Solve the following quadratic equation using square roots: (x−18)^2=196.
{32,4} left brace 32 comma 4 right brace {214,−178} left brace 214 comma negative 178 right brace {21,5} left brace 21 comma 5 right brace {−4,−32} left brace negative 4 comma negative 32 right brace
To solve the equation using square roots, we can take the square root of both sides of the equation:
√((x−18)^2) = √196
(x−18) = ±√196
(x−18) = ±14
To find the solutions, we can solve the two equations separately:
1) (x−18) = 14
Adding 18 to both sides, we get:
x = 14 + 18
x = 32
2) (x−18) = -14
Adding 18 to both sides, we get:
x = -14 + 18
x = 4
Therefore, the solutions to the equation (x−18)^2=196 are x = 32 and x = 4.

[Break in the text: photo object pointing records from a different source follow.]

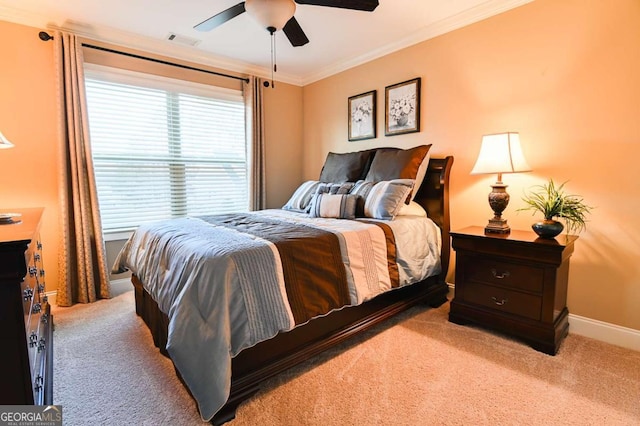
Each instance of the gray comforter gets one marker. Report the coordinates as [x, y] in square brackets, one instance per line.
[226, 284]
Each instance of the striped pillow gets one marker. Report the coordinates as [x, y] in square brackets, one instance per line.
[385, 198]
[301, 198]
[334, 188]
[338, 206]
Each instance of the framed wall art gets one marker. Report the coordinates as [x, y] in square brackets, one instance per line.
[362, 116]
[402, 108]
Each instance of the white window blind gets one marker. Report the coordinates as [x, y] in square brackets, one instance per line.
[164, 148]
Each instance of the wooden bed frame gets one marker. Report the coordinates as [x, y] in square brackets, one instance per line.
[269, 358]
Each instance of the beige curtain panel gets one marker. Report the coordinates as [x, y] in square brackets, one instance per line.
[82, 264]
[254, 120]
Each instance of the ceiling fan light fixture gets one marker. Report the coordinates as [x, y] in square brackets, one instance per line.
[271, 13]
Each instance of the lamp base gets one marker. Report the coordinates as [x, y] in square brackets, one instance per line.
[498, 200]
[497, 226]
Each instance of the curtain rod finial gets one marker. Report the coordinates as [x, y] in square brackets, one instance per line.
[44, 36]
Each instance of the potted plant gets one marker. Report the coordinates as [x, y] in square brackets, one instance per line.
[553, 202]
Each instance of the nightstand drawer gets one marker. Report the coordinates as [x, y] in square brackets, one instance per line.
[503, 300]
[504, 274]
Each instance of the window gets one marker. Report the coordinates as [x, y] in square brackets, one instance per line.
[164, 148]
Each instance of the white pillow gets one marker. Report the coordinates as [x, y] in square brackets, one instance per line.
[412, 209]
[301, 198]
[386, 197]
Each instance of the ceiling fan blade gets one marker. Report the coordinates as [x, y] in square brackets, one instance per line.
[294, 33]
[366, 5]
[220, 18]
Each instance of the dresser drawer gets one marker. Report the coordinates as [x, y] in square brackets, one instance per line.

To solve the quadratic equation (x−18)² = 196 using square roots, we can follow these steps:
Step 1: Take the square root of both sides of the equation.
√((x−18)²) = √196
Step 2: Simplify the equation.
x−18 = ±√196
Step 3: Simplify the square root of 196.
x−18 = ±14
Step 4: Solve for x.
Option 1: x−18 = 14
Adding 18 to both sides: x = 14 + 18 = 32
Option 2: x−18 = -14
Adding 18 to both sides: x = -14 + 18 = 4
Therefore, the solutions to the quadratic equation (x−18)² = 196 using square roots are x = 32 and x = 4.
To solve the quadratic equation (x−18)² = 196 using square roots, follow these steps:
Step 1: Rewrite the equation in standard form.
(x−18)² = 196
Step 2: Take the square root of both sides of the equation.
√[(x−18)²] = ±√196
Step 3: Simplify the square root on the left side.
|x−18| = ±14
Step 4: Solve for x by considering both positive and negative values.
x−18 = 14 or x−18 = -14
Step 5: Solve each equation separately.
For x−18 = 14:
Add 18 to both sides: x = 18 + 14 = 32
For x−18 = -14:
Add 18 to both sides: x = 18 - 14 = 4
Therefore, the solutions for the quadratic equation (x−18)² = 196 using square roots are x = 32 and x = 4.